3. Data exploration / setup
import torch, torch.nn as nn, torch.nn.functional as F
# tiny synthetic classification dataset
torch.manual_seed(0)
vocab = 1000; seq_len = 24; nc = 5
X = torch.randint(0, vocab, (2000, seq_len))
y = torch.randint(0, nc, (2000,))
4. Baseline approach
Single-head attention in NumPy, by hand:
import numpy as np
def attention(Q, K, V):
d_k = Q.shape[-1]
scores = (Q @ K.T) / np.sqrt(d_k) # (Lq, Lk)
weights = np.exp(scores - scores.max(-1, keepdims=True))
weights /= weights.sum(-1, keepdims=True)
return weights @ V # (Lq, d_v)
Q = np.array([[1, 0, 0], [0, 1, 0]], dtype=float)
K = np.array([[1, 0, 0], [0, 1, 0], [0, 0, 1]], dtype=float)
V = np.array([[1, 2], [3, 4], [5, 6]], dtype=float)
print(attention(Q, K, V))
Then in PyTorch with multi-head:
class MHA(nn.Module):
def __init__(self, d, h):
super().__init__()
self.h, self.d = h, d // h
self.qkv = nn.Linear(d, 3 * d)
self.proj = nn.Linear(d, d)
def forward(self, x):
B, L, _ = x.shape
q, k, v = self.qkv(x).chunk(3, dim=-1)
q, k, v = (t.view(B, L, self.h, self.d).transpose(1, 2) for t in (q, k, v))
att = (q @ k.transpose(-2, -1)) / self.d ** 0.5
att = att.softmax(-1)
out = (att @ v).transpose(1, 2).contiguous().view(B, L, -1)
return self.proj(out)
5. Improvements that move the needle
5.1 · Pre-norm rather than post-norm
Apply LayerNorm before each sublayer rather than after. Trains more stably without learning-rate warmup at the small scale Round-1 problems use.
5.2 · Sinusoidal positional encoding done from scratch
def pos_enc(L, d):
pe = torch.zeros(L, d)
pos = torch.arange(L).unsqueeze(1)
div = torch.exp(torch.arange(0, d, 2) * -(np.log(10000.0) / d))
pe[:, 0::2] = torch.sin(pos * div)
pe[:, 1::2] = torch.cos(pos * div)
return pe
5.3 · Plot the attention weights
After training, take a batch and visualise the attention matrix from layer 2, head 0 as a heatmap. Graders reward visualisations that confirm the model "attends to" the parts you'd expect.
5.4 · Sanity-check on a copy task before the real data
Train your encoder on a "copy" task (output the input sequence). If it converges to near-zero loss, your attention + residual plumbing is correct. If not, fix that before touching the real task.
5.5 · Print parameter counts and per-layer activations
A short paragraph reporting head dim, layer count, FFN expansion ratio, parameter count, and a histogram of attention entropies is the kind of writeup that earns the analysis points.
6. Submission format & gotchas
- Hand-computation parts must show intermediate scores, softmax values, and final weighted sum.

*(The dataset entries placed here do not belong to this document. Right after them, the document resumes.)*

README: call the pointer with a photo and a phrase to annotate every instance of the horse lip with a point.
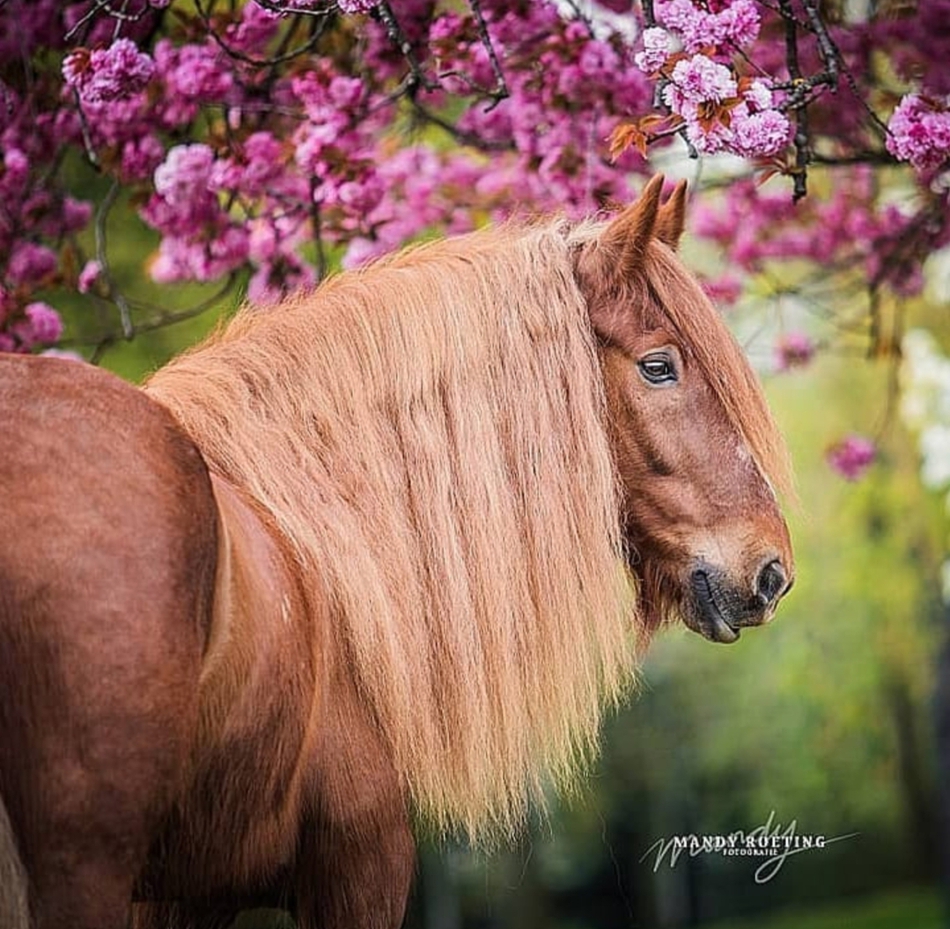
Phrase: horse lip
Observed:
(711, 623)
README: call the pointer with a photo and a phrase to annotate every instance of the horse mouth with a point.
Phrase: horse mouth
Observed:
(707, 618)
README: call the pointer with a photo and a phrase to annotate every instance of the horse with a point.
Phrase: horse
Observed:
(378, 556)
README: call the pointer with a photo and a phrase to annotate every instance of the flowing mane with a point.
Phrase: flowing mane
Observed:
(404, 426)
(388, 548)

- Code parts: paste the function plus a small test that prints expected output for graders to eyeball.
- If you use
nn.MultiheadAttentionfrom PyTorch in a later part, double-check the "batch_first" flag — wrong-axis bugs are silent. - Visualisations attached as inline images on the forum post.
7. What top solutions did
[reconstructed — verify against published solutions] Top P5 submissions on similar problems: hand-computations done with explicit intermediate matrices; clean from-scratch MHA + pre-norm encoder; copy-task sanity check; attention-map plots; a short paragraph linking the 1/√d scaling to gradient stability. Parameter counts kept under 100k — there's no need for a BERT-sized model.
8. Drill
D · Why divide by √d_k in scaled dot-product attention?
When Q and K are vectors of dimension d_k with entries drawn i.i.d. with variance 1, the dot
product q · k has variance d_k — so its standard deviation grows like √d_k. Without
scaling, softmax over large scores saturates: one position gets ~1 weight, others ~0, gradients
vanish. Dividing by √d_k normalises the variance back to 1 and keeps the softmax in its useful
regime. Try it: implement attention without the scaling, check that for d=64 training stalls
in a few hundred steps.
D2 · Why is LayerNorm preferred over BatchNorm in transformers?
LayerNorm normalises across feature dimensions for each token independently — sequence-length changes don't break it, and there's no batch-statistics machinery. BatchNorm normalises across the batch, which (a) breaks on tiny batches, (b) needs running-mean bookkeeping at inference, and (c) couples tokens in a batch that should be independent. For autoregressive decoders it also leaks information across positions. LayerNorm dodges all three issues.